Los fans también han detectado problemas con los bots, los cuales agotan las entradas en minutos para revenderlas posteriormente a precios mucho más altos. Live Nation-Ticketmaster, conociendo el problema, no pone remedio. Por todo esto, sumado a la falta de competencia, ha llevado a la empresa a enfrentarse a demandas colectivas en algunos países. Un jurado de Manhattan acaba de dictaminar que Live Nation-Ticketmaster es un monopolio ilegal.

El juez decidirá el total de los daños y perjuicios que debe pagar la empresa

El jurado ha declarado a Live Nation-Ticketmaster culpable de varios cargos: monopolizar ilegalmente el mercado de venta de entradas para eventos en vivo y anfiteatros, y vincular su negocio de promoción de conciertos con el uso de sus recintos. El veredicto llegó tras varios días de deliberación, dejando a la empresa expuesta a una posible disolución, que era el objetivo declarado de la demanda cuando fue presentada por el Departamento de Justicia de la administración Biden.

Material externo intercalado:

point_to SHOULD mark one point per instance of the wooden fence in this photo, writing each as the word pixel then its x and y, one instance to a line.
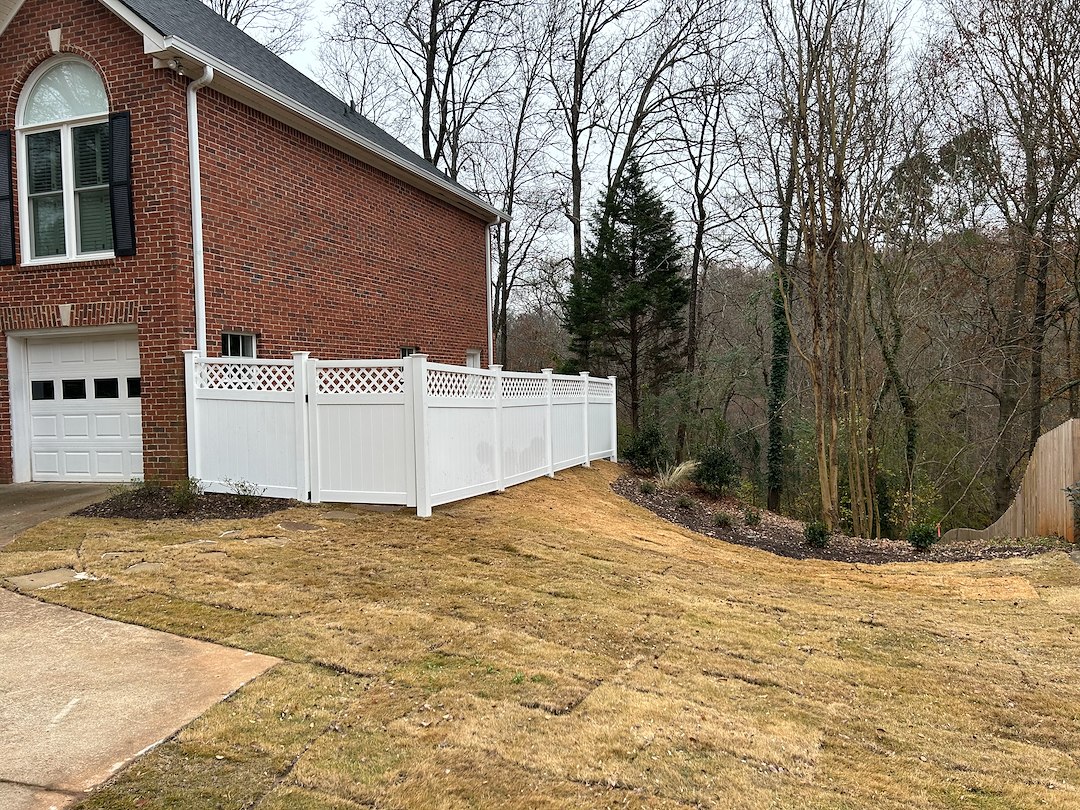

Sin embargo, el juez Arun Subramanian podría optar por medidas menos drásticas que la disolución, y cualquier resultado será, con casi total seguridad, apelado. El juez también decidirá el total de los daños y perjuicios que debe pagar la empresa, basándose en el veredicto del jurado de que Ticketmaster cobró de más a los consumidores 1,72 dólares por entrada.

El juicio duró aproximadamente seis semanas, incluyendo un receso de una semana en el que los estados retomaron las negociación después de que el Departamento de Justicia llegara a un acuerdo con la compañía. Al final, 34 de los 40 fiscales generales que participaron en el juicio decidieron continuar con el litigio, buscando un resultado más amplio que el logrado por el gobierno federal, que incluía acuerdos para que Live Nation cediera los contratos de exclusividad de reservas en 13 anfiteatros y limitara ciertas tarifas de Ticketmaster.

El jurado escuchó los testimonios de ejecutivos de Live Nation, incluyendo a su director ejecutivo, Micheal Rapino, artistas y sus equipos, como Ben Lovett de Mumford & Sons y el manager de Drake, Adel Nur, rivales como SeatGeek y ejecutivos de recintos de conciertos, como el exdirector ejecutivo del Barclays Center de Brooklyn.

Los representantes de Live Nation no respondieron de inmediato a la solicitud de comentarios sobre el veredicto, pero el jefe interino de la división antimonopolio del Departamento de Justicia, Omeed Assefi, lo calificó como "un resultado fantástico para el pueblo estadounidense". El Departamento de Justicia y algunos estados llegaron a un acuerdo y obtuvieron una solución inmediata.